Motorola last week demonstrated and submitted a prototype beacon to the FCC’s Office of Engineering and Technology as part of the commission’s consideration of whether to allow the use of unlicensed mobile devices for Internet access using the TV white spaces. The commission could require the use of beacons to help protect mikes, which already use the white spaces.
The FCC is questioning whether carriers offering dual-mode phones so subscribers can make calls using traditional phone service or via Internet come under rules for E-911 and VoIP as the agency implements the NET 911 Improvement Act. That’s in part bad news for T-Mobile, which in 2005 sought FCC clarification on that issue, before launching its Unlimited Hotspot Calling service. T-Mobile hoped that the FCC would address the issue apart from a broader VoIP 911 rulemaking. The good news for T- Mobile is that the FCC backed down from a proposal circulated by FCC Chairman Kevin Martin tentatively concluding that dual mode phones should face the VoIP rules. A majority of commissioners opposed adopting that conclusion, sources said. “It would turn the Act on its head to force providers like T-Mobile, which already have proven access to 911 infrastructure as CMRS providers, to rely instead on the newly-created infrastructure access mandated by the Act for interconnected VoIP providers,” T- Mobile said in a recent filing. The FCC adopted an NPRM on implementing the NET 911 Act but has not released the text. The order was the lone item for Friday’s agenda meeting before it was cancelled Friday morning. Late Thursday, the FCC announced that the item making revisions to FCC roaming rules had, as expected, been deleted from the meeting agenda.

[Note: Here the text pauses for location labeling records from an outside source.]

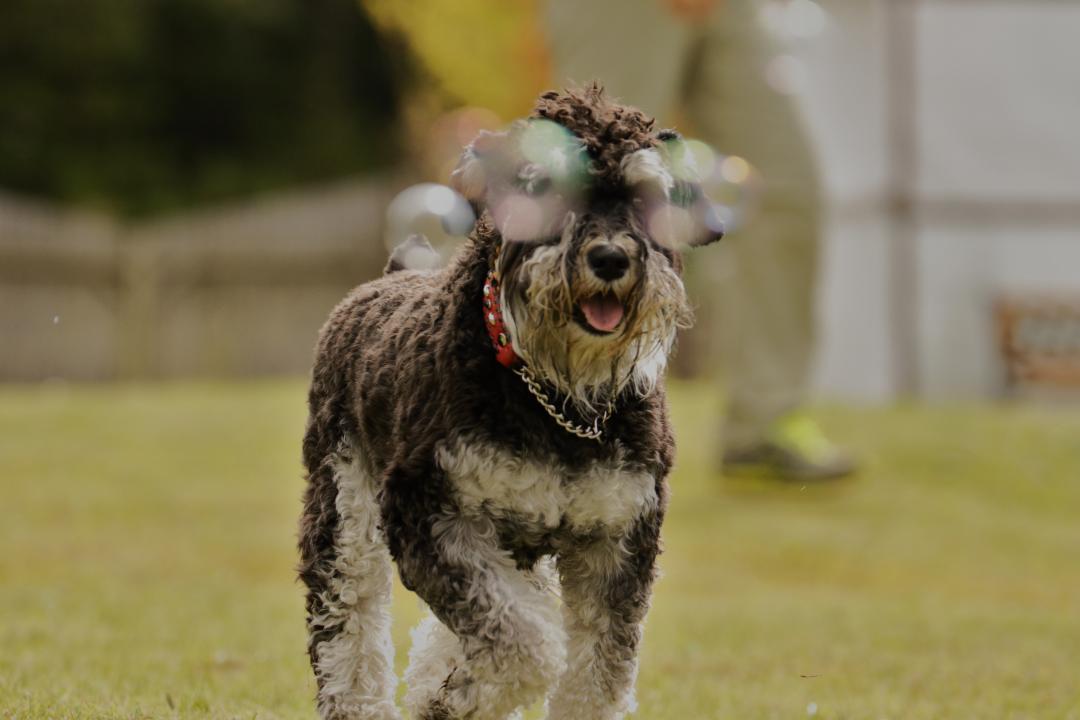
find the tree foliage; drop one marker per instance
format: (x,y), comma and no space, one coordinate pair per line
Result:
(142,106)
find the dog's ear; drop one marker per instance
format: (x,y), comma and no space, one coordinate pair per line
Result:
(704,225)
(480,161)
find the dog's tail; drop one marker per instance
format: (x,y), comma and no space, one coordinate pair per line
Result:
(416,253)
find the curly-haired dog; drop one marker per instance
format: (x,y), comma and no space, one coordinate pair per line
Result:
(498,428)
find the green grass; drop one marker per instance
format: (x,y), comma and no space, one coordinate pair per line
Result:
(147,552)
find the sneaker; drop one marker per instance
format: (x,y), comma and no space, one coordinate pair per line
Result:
(795,449)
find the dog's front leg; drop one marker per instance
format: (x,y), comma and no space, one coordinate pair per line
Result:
(496,640)
(606,588)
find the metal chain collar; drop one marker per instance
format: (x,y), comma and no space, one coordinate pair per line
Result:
(593,433)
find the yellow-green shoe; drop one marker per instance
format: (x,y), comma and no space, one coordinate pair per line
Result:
(795,449)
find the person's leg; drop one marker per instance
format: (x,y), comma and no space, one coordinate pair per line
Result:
(634,48)
(765,303)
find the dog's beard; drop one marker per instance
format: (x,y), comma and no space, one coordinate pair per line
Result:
(590,370)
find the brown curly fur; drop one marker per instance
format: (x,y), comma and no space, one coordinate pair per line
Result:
(610,132)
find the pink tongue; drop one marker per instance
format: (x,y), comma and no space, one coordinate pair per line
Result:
(604,312)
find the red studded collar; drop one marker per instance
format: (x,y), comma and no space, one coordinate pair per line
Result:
(494,322)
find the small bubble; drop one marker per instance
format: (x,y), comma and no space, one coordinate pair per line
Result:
(430,209)
(734,170)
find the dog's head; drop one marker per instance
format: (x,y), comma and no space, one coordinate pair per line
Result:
(592,207)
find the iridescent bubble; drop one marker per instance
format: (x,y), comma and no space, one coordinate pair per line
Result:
(733,188)
(449,133)
(433,211)
(554,148)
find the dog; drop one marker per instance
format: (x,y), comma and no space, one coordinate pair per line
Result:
(498,430)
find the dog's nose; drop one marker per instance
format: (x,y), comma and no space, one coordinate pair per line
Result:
(608,261)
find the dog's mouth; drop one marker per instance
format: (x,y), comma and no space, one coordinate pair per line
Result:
(601,313)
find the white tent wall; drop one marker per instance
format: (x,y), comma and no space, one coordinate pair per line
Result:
(994,188)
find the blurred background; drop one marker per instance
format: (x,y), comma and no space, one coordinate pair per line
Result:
(187,187)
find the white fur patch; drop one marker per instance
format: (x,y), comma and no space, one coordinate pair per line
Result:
(520,649)
(356,665)
(493,481)
(646,167)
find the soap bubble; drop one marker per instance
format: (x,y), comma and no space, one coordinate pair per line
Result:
(730,185)
(430,209)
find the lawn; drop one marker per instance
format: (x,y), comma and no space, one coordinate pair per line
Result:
(148,545)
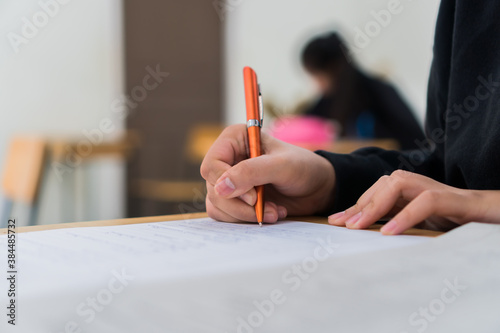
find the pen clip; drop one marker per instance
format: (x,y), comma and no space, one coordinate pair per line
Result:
(261,107)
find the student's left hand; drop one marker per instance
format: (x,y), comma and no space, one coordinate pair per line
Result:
(409,199)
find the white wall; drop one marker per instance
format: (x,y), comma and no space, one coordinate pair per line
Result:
(269,35)
(62,81)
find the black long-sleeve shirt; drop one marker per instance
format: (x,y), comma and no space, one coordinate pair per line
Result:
(463,111)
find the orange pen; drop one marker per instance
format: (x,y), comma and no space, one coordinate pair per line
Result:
(255,117)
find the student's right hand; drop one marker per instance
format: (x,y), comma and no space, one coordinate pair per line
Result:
(298,181)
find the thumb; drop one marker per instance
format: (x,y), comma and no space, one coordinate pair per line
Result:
(247,174)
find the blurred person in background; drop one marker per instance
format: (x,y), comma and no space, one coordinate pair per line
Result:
(365,107)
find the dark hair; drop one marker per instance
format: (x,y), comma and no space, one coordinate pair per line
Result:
(324,53)
(328,54)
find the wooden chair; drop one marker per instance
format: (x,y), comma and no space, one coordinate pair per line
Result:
(23,170)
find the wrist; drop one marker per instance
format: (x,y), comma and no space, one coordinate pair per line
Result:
(326,191)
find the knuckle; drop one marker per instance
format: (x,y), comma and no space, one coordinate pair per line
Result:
(204,170)
(401,174)
(240,170)
(431,197)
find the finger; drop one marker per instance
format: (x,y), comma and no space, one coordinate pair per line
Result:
(250,197)
(229,148)
(374,206)
(239,210)
(218,214)
(252,172)
(427,204)
(352,214)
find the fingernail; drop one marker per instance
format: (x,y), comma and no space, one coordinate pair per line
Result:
(334,217)
(225,187)
(270,217)
(389,227)
(282,212)
(353,220)
(247,198)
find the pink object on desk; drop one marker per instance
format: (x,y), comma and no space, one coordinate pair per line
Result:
(305,131)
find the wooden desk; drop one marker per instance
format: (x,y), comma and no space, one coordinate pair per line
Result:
(105,223)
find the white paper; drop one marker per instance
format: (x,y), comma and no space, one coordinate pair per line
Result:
(59,269)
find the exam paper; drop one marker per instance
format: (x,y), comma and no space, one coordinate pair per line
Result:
(71,277)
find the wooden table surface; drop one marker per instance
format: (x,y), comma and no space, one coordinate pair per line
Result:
(103,223)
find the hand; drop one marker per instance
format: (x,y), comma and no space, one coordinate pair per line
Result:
(411,199)
(299,182)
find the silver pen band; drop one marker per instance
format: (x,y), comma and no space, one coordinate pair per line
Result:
(253,122)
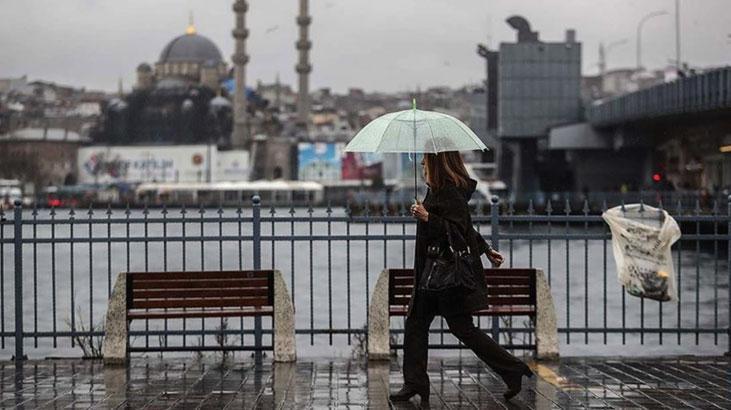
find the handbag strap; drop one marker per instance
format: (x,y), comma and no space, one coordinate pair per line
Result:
(454,243)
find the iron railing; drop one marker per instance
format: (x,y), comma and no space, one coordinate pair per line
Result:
(60,264)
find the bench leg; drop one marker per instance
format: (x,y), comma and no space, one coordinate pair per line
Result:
(379,321)
(546,330)
(284,340)
(114,349)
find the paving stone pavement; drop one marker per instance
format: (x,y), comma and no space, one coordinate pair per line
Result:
(154,383)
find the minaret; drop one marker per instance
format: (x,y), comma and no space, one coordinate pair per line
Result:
(278,94)
(240,135)
(303,66)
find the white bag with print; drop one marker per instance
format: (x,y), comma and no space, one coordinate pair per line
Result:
(641,240)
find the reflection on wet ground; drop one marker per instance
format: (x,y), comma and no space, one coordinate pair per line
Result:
(680,382)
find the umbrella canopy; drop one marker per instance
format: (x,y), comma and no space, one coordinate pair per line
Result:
(415,131)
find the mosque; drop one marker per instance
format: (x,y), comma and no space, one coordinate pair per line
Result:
(182,99)
(187,60)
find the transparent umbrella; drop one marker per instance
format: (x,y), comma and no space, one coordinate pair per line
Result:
(415,131)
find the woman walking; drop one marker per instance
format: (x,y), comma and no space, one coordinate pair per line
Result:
(449,189)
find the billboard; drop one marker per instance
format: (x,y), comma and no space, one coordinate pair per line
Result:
(319,161)
(180,163)
(328,162)
(232,165)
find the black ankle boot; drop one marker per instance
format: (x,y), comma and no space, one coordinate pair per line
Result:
(407,392)
(515,382)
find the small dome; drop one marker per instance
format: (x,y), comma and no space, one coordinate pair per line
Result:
(211,64)
(144,67)
(190,48)
(220,101)
(171,82)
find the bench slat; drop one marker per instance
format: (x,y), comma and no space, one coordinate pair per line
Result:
(508,280)
(520,301)
(508,290)
(199,283)
(492,311)
(183,314)
(510,272)
(197,302)
(176,293)
(246,274)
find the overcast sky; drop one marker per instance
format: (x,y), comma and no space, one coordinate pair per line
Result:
(385,45)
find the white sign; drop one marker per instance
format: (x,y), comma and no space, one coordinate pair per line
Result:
(136,164)
(232,165)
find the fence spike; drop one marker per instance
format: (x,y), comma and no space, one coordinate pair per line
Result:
(401,207)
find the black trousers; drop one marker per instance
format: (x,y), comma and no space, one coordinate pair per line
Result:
(416,341)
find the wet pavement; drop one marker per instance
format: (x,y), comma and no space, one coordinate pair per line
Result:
(154,383)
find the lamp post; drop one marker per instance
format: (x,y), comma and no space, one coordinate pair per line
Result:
(604,50)
(639,33)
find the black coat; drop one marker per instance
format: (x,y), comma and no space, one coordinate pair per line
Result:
(449,205)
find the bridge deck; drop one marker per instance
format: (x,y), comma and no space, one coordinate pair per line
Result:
(685,382)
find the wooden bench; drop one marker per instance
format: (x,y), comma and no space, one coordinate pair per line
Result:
(183,295)
(511,292)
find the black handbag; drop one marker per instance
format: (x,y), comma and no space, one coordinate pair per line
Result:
(449,268)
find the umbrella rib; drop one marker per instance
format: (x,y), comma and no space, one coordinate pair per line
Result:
(378,147)
(432,137)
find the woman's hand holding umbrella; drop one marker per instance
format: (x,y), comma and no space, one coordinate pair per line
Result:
(494,257)
(419,212)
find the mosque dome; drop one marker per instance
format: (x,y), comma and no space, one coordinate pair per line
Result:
(191,47)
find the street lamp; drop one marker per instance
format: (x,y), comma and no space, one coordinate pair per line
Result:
(604,50)
(639,33)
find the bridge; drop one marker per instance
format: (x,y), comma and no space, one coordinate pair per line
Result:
(706,93)
(674,135)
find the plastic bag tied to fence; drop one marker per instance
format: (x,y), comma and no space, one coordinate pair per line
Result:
(642,237)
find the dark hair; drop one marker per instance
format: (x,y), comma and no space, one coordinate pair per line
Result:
(445,167)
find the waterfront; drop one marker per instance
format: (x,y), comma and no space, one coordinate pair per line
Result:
(334,266)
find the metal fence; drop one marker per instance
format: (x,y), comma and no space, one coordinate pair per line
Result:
(57,267)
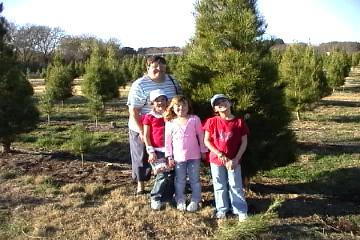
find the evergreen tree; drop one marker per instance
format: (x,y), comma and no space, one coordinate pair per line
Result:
(18,113)
(301,72)
(337,67)
(96,109)
(58,82)
(47,105)
(98,79)
(355,59)
(227,55)
(81,141)
(114,66)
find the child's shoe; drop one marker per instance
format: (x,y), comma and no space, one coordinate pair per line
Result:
(192,207)
(156,205)
(181,206)
(242,217)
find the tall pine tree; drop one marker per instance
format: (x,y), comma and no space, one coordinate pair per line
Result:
(58,82)
(301,72)
(18,113)
(227,55)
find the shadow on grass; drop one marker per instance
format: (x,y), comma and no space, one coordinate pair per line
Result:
(331,149)
(346,119)
(70,117)
(334,193)
(114,152)
(12,202)
(339,103)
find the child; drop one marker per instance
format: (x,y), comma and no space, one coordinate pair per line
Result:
(154,130)
(184,144)
(226,138)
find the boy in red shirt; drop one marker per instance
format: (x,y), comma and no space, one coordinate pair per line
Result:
(226,138)
(154,136)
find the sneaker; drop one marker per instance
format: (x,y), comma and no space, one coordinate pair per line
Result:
(156,205)
(181,206)
(220,215)
(242,217)
(192,207)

The FCC agenda meeting was still officially on for Friday late Thursday. Chairman Kevin Martin’s office asked other offices Thursday which commissioners would in Washington for the meeting, agency sources said. But FCC officials still expected the meeting to be called off. Most commissioners want Martin to delay a vote on a proposal to change automatic roaming rules. Neither commissioners nor their aides have seen the final text of a proposed rulemaking notice on the NET 911 Improvement Act, another item set for a vote.
T-Mobile is resisting FCC efforts to change its handling of 911 calls over the Internet on its Unlimited Hotspot Calling service by callers with dual-mode phones. The FCC has had a T-Mobile petition for clarification of the matter since 2005, before the company started the Wi-Fi/GSM service. T-Mobile fears the FCC may require changes in carrying out the NET 911 Improvement Act, which gives VoIP providers better access to the 911 system, it said.
The National Emergency Number Association, APCO and Verizon Wireless together proposed revised E-911 location rules with new targets and a new timetable. The rules would apply the same standard to GSM and CDMA networks and allow an exception for heavily forested counties where systems wouldn’t work as well as elsewhere. Industry sources said the plan emerged in talks between public safety groups and the two largest carriers - AT&T and Verizon Wireless -- held at the urging of FCC Chairman Kevin Martin. AT&T didn’t sign on to a letter that Verizon Wireless and the associations filed at the FCC. AT&T is expected to submit a separate letter on the proposal.
FCC Chairman Kevin Martin doesn’t have the three votes he needs for an order making changes to the agency’s automatic roaming rules approved a year ago, agency officials said. A majority of commissioners want more time to address concerns about the in-market exclusion provision raised by numerous carriers. Meanwhile, Verizon Wireless offered an additional concession on roaming as it sought FCC approval of its purchase of Alltel.
The White Spaces Coalition went on the offensive against wireless microphone makers Tuesday. The group told the FCC in a letter that recent white-spaces field tests show many microphone users violating agency rules. Microphone makers led by Shure have been among vocal opponents of opening the TV white spaces for use by unlicensed portable devices to access the Internet. Shure said in response that the coalition was trying to deflect the commission’s attention from how white spaces devices did in the tests.
Council Tree won support for its federal court challenge to FCC designated entity rules from other DEs and public interest groups, which filed an amicus brief in the case. Council Tree, Bethel Native Corp. and the Minority Media and Telecommunications Council asked the Third Circuit Court of Appeals in Philadelphia to vacate the AWS-1 and 700 MHz auction results. The court has not set oral arguments in the case, pending there in one form or another more than two years.
In a campaign launched Monday, complete with YouTube testimonials, Google argued to open the TV white spaces to unlicensed mobile units accessing the Internet. Google officials and others hope FreeTheAirwaves.com, a campaign aimed at generating mass support for the position, will remind the FCC that the issue is important to middle America, they told reporters.